The city boasts two amazing record stores located in disparate parts of the city. Disc Go Round sports a ridiculous amount of punk rock and heavy-metal vinyl. We spent a good hour sifting through Circle Jerks and obscure Black Flag bootlegs, not to mention the treasure trove of Iron Maiden wax that seemed to be taunting us to take it home. The store has been stocking new and used vinyl since early 2008, when it hosted Corpus' first installment of the national Record Store Day. The store carries an item imported from Japan called a Sound Wagon, a small toy VW bus with a needle on the bottom and a speaker inside. When it's placed onto a vinyl record, it actually plays what's in the grooves.
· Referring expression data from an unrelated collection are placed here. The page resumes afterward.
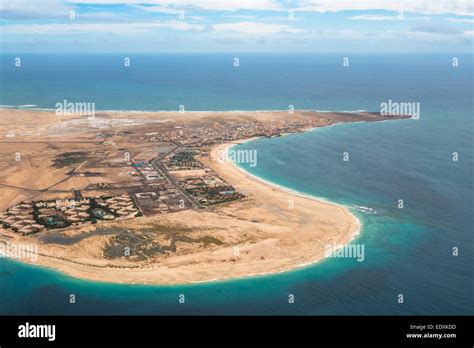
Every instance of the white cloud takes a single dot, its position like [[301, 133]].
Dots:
[[385, 18], [469, 33], [255, 28], [112, 28], [215, 5], [459, 7], [460, 20]]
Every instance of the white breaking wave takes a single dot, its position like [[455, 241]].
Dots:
[[366, 210]]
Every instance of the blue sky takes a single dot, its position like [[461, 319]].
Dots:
[[237, 26]]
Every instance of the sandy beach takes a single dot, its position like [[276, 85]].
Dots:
[[287, 236], [271, 230]]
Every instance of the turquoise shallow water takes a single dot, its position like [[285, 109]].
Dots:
[[407, 250]]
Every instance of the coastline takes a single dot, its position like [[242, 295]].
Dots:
[[158, 276], [281, 239]]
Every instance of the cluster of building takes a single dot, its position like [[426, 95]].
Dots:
[[20, 219], [182, 160], [209, 189], [164, 198], [205, 135], [33, 217]]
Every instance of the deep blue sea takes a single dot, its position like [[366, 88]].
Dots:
[[407, 251]]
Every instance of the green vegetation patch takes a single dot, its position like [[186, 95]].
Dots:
[[69, 158]]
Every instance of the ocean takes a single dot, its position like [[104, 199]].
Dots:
[[408, 251]]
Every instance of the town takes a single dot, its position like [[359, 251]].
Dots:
[[121, 180]]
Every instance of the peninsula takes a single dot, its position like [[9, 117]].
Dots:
[[149, 197]]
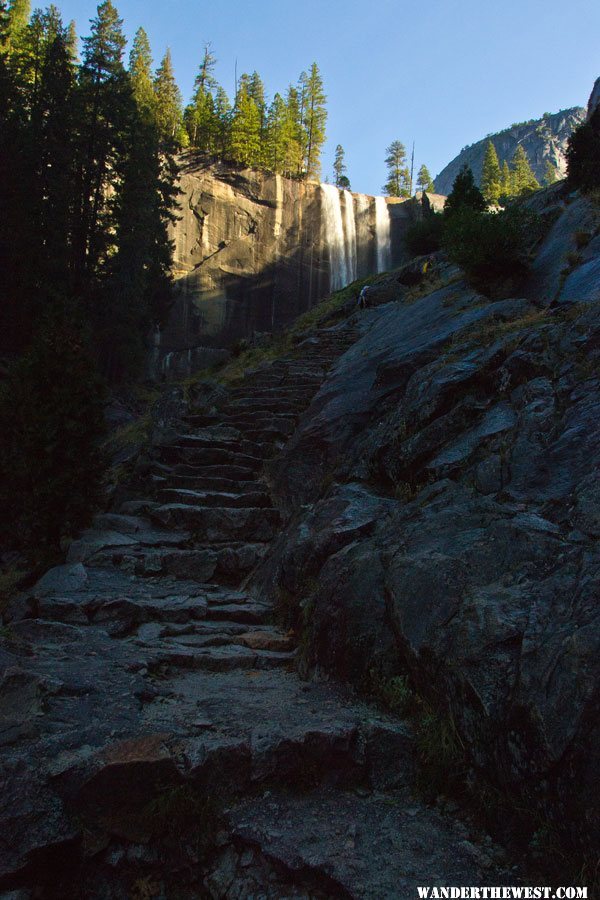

When we saw it in action on Saturday, we felt a hot nerd rush flow over us.
DGR hosts live music inside the store from local and touring bands, along with beer and alcohol refreshments. According to an employee we spoke with on Saturday, the recent in-store set by reggae-punkers Supervillains went way too well and the band and audience got almost too drunk to make their show later that night. Across town, Texas country and roots-rock is alive and well at Surf Club Records. The store is attached to the Executive Surf Club, which routinely books acts such as Bob Schneider and Max Stalling. Stocking pretty every artist that has graced the ears of discerning Texas music fanatics, the store also is home to a small surf museum. The South Texas Music Walk of Fame right outside the store is not to be missed, with Doug Sahm, Zakary Thaks and local legend Freddy Fender holding down stars on the sidewalks surrounding the club. Just this year, Corpus native Jim Heath, aka the Rev. Horton Heat, received his own star.
Corpus also has its own alternative newspaper, The Vent, published twice a month. The content swings more towards a dumbed-down version of The Onion (sample headline: "Local Lawn's Health Downgraded"), with record and scene reviews scattered throughout. The paper is indispensable when it comes to local music listings, covering shows from the House of Rock and Revolution. The bi-weekly paper has major competition from thecrushgirls.com, an entertainment Web site whose stated goal is "to promote a positive attitude towards Corpus Christi" and with a rotating group of bikini-clad female street team members, that's probably not been a problem.